Cultural: News, Travel & Trendsetters

Caroline Zurmely’s nail polish art depicts tabloid luxury


The Dallas-based creative describes her work as “guilty pleasure art.” “When you depict something, it’s like you get a little piece of it maybe,” Zurmely ponders. “I might not own any of these luxury items and you might not see me portray myself that way but it’s just satisfying…I’m just fascinated by this lifestyle that I won’t have. Like, no one will, right?” On closer inspection, the items themselves—a Chanel handbag, say, or Princess Diana’s sapphire blue engagement ring—are fiercely emblematic of a glossy exterior world. A gilded circle that celebrated high society and inaccessible opulence and a specific kind of conservatism that penetrated popular culture, printed and fed to us by magazines to be reconstructed in the eyes of the beholder.  

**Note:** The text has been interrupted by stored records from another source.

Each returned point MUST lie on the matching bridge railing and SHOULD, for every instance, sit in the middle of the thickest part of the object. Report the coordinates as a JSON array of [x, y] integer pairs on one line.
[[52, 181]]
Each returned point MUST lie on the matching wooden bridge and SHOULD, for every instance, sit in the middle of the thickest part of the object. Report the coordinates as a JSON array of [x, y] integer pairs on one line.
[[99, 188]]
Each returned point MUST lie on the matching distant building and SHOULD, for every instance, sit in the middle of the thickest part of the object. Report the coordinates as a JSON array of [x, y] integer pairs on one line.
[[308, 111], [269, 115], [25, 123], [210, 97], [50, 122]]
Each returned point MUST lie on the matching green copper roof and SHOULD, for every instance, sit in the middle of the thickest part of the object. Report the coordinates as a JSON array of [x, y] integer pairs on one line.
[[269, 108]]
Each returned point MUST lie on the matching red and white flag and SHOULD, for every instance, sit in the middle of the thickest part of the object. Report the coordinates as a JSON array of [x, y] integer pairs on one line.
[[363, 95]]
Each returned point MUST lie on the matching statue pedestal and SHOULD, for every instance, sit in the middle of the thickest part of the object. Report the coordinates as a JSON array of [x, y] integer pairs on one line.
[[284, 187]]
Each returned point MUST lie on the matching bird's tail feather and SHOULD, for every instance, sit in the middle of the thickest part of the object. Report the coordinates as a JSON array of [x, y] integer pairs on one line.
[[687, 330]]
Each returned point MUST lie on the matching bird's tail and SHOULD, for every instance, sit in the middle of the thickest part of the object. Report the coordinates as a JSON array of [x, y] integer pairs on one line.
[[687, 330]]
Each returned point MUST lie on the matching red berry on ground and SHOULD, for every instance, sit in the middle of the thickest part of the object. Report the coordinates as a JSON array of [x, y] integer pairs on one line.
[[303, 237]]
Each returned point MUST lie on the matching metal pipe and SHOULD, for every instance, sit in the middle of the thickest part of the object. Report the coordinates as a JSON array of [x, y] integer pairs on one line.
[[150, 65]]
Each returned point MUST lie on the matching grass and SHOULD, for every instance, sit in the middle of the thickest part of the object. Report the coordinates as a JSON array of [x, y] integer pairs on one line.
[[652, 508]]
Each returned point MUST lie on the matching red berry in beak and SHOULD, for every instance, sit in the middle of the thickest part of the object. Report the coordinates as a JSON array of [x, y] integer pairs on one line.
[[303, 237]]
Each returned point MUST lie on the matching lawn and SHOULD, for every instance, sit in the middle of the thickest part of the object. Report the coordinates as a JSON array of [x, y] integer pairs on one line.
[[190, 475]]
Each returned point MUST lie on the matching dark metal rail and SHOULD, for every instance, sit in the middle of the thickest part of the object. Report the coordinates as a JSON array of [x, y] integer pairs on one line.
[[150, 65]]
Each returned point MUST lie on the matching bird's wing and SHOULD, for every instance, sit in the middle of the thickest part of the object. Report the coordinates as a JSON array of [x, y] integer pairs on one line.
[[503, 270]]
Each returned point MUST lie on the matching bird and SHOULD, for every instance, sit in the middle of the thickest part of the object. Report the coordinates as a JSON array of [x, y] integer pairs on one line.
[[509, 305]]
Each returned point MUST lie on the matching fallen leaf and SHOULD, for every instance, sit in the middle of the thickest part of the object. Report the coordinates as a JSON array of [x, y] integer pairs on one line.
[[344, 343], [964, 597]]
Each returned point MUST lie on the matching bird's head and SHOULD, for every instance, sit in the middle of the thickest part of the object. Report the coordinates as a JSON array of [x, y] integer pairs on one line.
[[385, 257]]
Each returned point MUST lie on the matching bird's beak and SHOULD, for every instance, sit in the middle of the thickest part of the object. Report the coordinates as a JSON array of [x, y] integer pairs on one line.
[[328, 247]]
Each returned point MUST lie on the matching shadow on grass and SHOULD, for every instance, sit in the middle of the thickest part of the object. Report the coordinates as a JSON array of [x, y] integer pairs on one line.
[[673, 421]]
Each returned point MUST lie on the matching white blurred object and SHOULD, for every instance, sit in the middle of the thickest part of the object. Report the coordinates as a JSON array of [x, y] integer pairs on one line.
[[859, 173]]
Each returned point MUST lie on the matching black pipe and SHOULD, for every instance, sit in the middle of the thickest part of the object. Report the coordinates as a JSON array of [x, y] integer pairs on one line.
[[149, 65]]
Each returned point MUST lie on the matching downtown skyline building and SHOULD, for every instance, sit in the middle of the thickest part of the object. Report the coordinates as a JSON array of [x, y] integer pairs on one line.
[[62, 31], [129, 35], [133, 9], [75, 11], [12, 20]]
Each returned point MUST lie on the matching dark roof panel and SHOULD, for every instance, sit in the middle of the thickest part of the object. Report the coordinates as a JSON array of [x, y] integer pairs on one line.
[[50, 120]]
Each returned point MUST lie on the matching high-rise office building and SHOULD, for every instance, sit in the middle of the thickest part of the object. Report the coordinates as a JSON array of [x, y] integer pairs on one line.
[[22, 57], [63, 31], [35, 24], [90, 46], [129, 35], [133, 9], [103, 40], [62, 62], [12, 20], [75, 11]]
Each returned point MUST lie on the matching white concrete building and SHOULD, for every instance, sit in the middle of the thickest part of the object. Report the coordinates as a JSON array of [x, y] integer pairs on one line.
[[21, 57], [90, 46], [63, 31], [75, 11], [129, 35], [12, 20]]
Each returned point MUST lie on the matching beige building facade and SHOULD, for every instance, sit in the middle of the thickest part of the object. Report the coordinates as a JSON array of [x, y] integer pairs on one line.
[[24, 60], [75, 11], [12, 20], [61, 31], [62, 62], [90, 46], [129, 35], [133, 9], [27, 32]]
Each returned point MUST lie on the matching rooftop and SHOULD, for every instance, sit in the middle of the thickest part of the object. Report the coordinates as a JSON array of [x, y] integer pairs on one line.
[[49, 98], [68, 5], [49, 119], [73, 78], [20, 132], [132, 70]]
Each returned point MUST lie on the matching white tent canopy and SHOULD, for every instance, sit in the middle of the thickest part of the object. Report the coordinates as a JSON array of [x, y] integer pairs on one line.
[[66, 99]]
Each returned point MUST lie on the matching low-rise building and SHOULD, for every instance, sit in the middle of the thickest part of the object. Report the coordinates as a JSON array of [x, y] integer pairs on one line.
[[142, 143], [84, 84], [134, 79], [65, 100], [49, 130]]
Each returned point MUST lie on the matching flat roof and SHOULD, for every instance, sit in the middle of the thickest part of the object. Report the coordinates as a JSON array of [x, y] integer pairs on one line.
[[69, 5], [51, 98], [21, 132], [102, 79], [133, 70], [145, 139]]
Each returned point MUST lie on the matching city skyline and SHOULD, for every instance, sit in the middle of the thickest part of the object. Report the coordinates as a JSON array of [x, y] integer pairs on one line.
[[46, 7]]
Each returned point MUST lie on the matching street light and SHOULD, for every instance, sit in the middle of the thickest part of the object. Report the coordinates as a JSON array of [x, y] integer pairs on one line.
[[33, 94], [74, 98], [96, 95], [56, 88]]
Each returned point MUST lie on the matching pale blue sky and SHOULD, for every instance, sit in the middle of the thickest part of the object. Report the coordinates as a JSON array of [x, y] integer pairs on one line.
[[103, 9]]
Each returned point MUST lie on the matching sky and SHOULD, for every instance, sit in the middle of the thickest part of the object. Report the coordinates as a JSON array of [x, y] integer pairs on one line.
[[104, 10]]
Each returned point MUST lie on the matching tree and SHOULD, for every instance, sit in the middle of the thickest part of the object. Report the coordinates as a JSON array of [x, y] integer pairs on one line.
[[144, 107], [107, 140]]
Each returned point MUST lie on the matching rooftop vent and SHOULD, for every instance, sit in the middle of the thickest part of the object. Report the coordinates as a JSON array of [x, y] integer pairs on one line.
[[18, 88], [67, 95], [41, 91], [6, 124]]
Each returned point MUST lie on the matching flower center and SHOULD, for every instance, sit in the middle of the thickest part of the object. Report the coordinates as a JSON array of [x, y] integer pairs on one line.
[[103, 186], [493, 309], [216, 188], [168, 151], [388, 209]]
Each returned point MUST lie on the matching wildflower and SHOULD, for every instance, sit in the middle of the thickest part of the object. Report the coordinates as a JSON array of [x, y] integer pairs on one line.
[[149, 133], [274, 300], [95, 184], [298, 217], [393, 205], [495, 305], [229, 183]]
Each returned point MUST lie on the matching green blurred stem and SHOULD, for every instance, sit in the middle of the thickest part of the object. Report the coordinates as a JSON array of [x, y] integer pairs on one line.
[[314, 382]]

This habitual indulgence, of which many of us are collectively “guilty” of and take pleasure in consuming, is not unlike scrolling through the looking glass of social media. These pictures, this influx of information, of strangers and celebrities we will likely never meet, have the power to make us spiral into a panic of wanting. Of course, it’s futile to measure one’s worth in relation to someone else’s curated storyboard of selfhood. In many ways, Zurmely draws us into a more liminal space that celebrates both the grit and the glamor. “My paintings are very shiny but when you get up close to them they’re a little bit gnarly,” she says. “Sometimes the texture is not perfect, sometimes there are bubbles.” It pays to remind ourselves every now and again of the imperfection that pervades every person’s life, regardless of where one resides on the status ladder, even when we’re staring at the “perfection” of these luxury, celebrity moments . There is always more going on, more layers, than what is viewed in the first instance.